Carney referred throughout his Edinburgh speech to the fiscal union that is evolving in the European Union. This involves raising taxes centrally to fund a common treasury to even out economic imbalances and resolve banking crises. It is needed to prevent a situation arising in which high-spending countries, like Greece, go bust and need billions in bailout money from the European Central Bank. In exchange for bailout cash, the ECB and the EU demanded tax rises and spending cuts in Greece that actually makes the recession there even worse. So there needs to be an independent federal authority in future that both the Greeks and Germans trust.

Now, I am not saying, and neither was Carney, that Scotland is like Greece; or that Scotland would have no say over the tax and spending rules in a UK monetary union. The Scottish and English economies are very similar in terms of productivity, GDP per head, tax and spending levels etc. The governor conceded that, with a common language and trading history, Scotland and England were in many ways ideal partners for a currency union.

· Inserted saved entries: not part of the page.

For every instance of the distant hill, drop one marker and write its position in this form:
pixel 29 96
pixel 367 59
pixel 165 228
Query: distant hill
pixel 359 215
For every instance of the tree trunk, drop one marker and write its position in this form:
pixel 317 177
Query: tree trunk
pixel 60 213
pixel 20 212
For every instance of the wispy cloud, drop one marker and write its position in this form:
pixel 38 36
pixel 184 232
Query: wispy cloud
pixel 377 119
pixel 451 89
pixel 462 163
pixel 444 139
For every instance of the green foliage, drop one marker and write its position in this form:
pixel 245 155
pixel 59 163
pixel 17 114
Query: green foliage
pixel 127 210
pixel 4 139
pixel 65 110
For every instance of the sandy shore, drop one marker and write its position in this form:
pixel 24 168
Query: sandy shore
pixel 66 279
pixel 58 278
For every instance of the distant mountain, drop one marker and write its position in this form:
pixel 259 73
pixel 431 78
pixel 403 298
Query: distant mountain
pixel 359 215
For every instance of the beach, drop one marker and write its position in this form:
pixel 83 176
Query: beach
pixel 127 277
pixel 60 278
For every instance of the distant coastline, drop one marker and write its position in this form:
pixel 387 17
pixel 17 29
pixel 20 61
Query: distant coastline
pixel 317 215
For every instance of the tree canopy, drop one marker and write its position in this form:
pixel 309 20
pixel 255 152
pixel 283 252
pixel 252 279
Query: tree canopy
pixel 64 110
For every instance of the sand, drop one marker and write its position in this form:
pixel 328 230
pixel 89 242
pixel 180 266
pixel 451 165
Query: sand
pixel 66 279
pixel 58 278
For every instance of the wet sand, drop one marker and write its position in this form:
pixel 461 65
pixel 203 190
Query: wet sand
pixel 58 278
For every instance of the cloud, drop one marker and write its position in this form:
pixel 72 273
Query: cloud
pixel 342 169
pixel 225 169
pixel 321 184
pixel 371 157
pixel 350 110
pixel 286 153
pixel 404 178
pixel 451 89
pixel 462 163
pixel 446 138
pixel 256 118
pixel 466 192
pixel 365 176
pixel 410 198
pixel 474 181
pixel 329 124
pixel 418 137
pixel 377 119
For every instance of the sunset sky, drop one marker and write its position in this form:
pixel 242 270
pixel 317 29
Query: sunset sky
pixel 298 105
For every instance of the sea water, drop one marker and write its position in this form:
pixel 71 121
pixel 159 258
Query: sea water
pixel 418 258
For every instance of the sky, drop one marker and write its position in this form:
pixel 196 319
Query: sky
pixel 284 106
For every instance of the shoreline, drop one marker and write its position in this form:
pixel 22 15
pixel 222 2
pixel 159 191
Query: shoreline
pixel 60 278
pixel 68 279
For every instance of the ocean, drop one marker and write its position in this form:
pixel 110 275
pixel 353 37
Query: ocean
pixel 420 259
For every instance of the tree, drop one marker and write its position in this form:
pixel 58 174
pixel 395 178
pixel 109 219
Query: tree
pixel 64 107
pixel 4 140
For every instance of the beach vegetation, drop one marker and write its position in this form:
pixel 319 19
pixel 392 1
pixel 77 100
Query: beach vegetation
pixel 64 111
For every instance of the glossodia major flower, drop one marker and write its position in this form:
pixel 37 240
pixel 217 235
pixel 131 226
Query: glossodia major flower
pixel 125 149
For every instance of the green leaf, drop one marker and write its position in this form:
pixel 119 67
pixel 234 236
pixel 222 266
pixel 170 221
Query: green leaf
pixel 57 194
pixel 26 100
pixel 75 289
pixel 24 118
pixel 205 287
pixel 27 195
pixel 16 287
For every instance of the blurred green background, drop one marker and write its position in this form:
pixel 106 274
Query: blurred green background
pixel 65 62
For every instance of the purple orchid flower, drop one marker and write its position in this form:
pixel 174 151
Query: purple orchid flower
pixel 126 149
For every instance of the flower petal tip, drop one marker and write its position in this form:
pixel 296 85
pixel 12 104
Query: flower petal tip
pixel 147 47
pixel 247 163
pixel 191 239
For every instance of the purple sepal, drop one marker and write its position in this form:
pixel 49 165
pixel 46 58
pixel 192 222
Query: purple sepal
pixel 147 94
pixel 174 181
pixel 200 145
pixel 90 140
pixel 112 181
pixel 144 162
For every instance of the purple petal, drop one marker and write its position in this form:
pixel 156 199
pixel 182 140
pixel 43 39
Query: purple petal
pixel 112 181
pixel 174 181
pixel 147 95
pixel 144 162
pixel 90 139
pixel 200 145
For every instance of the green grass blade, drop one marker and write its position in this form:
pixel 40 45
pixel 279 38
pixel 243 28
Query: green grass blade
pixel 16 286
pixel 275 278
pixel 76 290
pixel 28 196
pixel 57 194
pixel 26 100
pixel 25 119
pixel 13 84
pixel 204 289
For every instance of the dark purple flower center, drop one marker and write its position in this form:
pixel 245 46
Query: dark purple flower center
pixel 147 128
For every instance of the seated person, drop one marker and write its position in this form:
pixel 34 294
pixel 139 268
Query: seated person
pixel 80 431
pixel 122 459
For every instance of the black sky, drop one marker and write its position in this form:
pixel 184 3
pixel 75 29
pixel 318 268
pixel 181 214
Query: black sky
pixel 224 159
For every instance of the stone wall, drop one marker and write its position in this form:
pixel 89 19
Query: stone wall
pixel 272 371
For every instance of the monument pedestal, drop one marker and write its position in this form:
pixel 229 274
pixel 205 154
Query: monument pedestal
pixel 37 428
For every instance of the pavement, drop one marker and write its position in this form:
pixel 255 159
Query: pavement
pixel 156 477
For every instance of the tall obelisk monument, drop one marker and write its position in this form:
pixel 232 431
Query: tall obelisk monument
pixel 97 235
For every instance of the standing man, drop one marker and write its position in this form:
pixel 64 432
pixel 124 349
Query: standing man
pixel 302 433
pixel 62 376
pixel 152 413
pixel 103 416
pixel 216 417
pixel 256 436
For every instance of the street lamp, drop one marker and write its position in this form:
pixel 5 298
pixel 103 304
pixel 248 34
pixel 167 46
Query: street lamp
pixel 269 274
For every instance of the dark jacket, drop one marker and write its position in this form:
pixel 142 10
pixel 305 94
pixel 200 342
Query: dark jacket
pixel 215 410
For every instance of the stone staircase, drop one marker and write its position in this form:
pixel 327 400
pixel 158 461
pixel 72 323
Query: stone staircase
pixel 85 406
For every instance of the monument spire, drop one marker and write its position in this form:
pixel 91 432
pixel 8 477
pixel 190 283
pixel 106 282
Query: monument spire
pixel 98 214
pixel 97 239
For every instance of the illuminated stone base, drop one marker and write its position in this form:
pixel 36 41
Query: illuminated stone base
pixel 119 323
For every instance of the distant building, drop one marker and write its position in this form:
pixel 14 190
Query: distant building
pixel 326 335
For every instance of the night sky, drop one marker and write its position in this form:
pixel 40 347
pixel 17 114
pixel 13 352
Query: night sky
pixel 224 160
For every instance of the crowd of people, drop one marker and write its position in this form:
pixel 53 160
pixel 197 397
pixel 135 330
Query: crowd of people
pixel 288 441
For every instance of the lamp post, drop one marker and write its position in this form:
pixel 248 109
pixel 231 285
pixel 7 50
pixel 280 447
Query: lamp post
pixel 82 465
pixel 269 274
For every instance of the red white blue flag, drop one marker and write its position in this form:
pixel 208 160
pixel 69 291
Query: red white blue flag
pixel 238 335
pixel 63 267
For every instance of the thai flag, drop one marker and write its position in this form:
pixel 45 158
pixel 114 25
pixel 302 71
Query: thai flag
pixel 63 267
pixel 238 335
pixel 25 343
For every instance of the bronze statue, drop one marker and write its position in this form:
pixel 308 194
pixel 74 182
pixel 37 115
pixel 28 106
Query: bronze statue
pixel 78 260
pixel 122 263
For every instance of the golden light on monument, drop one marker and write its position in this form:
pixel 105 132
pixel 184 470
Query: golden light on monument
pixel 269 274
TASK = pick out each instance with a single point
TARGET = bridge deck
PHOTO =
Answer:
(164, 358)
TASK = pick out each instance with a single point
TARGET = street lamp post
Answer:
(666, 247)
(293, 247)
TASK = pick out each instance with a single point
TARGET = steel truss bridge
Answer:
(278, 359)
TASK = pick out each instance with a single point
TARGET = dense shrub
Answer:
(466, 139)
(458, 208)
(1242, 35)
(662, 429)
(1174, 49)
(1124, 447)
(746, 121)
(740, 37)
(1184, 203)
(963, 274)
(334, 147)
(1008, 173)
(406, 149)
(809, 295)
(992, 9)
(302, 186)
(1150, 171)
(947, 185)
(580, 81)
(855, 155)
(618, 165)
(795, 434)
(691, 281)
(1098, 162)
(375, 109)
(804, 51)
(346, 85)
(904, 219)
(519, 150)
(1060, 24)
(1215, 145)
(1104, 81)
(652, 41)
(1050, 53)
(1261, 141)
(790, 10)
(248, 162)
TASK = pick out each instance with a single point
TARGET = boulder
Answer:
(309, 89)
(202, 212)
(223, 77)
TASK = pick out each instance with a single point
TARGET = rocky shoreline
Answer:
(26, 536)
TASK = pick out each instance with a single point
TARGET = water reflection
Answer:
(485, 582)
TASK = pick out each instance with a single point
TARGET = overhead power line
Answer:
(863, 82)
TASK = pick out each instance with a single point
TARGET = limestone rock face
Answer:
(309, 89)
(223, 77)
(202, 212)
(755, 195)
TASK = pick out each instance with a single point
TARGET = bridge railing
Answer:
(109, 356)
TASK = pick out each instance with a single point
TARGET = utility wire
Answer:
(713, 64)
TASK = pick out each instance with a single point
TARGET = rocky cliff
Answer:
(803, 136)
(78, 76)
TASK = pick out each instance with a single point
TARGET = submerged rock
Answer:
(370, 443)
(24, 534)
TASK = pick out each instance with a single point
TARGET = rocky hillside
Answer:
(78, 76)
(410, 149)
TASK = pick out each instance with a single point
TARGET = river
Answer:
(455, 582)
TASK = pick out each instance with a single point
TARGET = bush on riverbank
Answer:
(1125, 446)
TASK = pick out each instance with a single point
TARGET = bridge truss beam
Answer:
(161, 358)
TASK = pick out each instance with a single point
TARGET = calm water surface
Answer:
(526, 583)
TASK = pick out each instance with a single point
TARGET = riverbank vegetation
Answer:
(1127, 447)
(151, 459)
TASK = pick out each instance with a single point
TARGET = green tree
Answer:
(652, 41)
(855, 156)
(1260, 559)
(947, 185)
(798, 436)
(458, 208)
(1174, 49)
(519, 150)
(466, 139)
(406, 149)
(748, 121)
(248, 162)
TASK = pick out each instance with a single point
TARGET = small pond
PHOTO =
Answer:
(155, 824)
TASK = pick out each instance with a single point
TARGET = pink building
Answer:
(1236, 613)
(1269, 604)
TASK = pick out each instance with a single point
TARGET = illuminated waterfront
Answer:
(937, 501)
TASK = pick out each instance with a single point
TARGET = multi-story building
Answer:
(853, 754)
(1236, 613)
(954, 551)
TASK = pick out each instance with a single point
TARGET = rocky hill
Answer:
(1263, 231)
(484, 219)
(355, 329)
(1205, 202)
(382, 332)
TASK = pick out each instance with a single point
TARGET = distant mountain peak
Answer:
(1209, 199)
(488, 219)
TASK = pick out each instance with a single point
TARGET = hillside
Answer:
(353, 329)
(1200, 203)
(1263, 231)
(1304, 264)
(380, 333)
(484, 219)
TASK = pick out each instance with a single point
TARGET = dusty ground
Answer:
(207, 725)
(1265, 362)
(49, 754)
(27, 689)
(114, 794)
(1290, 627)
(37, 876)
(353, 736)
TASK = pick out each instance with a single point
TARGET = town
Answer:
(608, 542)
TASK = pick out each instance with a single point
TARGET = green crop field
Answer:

And a fiscal and currency union doesn't mean Scotland can't call itself an independent country. Countries pool sovereignty in Europe now and that doesn't mean they aren't independent. It just means that there will have to be a very large degree of co-operation after independence.

There's no reason why this shouldn't happen. Only an imbecile seriously thinks that the UK would refuse to let Scotland use the pound, which is anyway common UK property. Or that the UK would set terms that crippled Scotland. Scotland and England have co-operated for the last 300 years and that would surely continue whatever Better Together say.

You could call this independence lite, federalism or even devolution max - it doesn't really matter. It would just be another dimension to the relationship between Scotland and England that has endured, in the Union, for centuries. Indeed, you could call it Union-plus, or my favourite: independence in the UK. It's the way of the world in the age of economic and financial interdependency. My only problem with the SNP's version of it is that they leave out of account one vital factor: democracy.

Should Scots not have a democratic voice in the UK institutions that determined tax, spending, currency and even possibly welfare policies? In Europe, there is at least the European Parliament, which helps make pooled sovereignty democratically legitimate. We elect MEPs every four years, and while they don't have enough real power, that is no reason for extinguishing the parliament.

The SNP would never call for MEPs to be withdrawn from Brussels, but it is calling for all Scotland's MPs to be withdrawn from Westminster. I'm not sure that this makes a lot of sense. Westminster is not a federal parliament - but it is a parliament, the only UK parliament we're likely to have. Does it really make sense not to have a voice there?

And a final point. If the SNP really don't want anything to do with Westminster, would it not make sense to look at the option of Scotland having its own currency? Many countries in Europe have found having their own currencies useful, at least before joining the euro.

Indeed, should Scotland not retain the option joining the eurozone? It isn't going away, you know, and Britain may be about to leave the EU.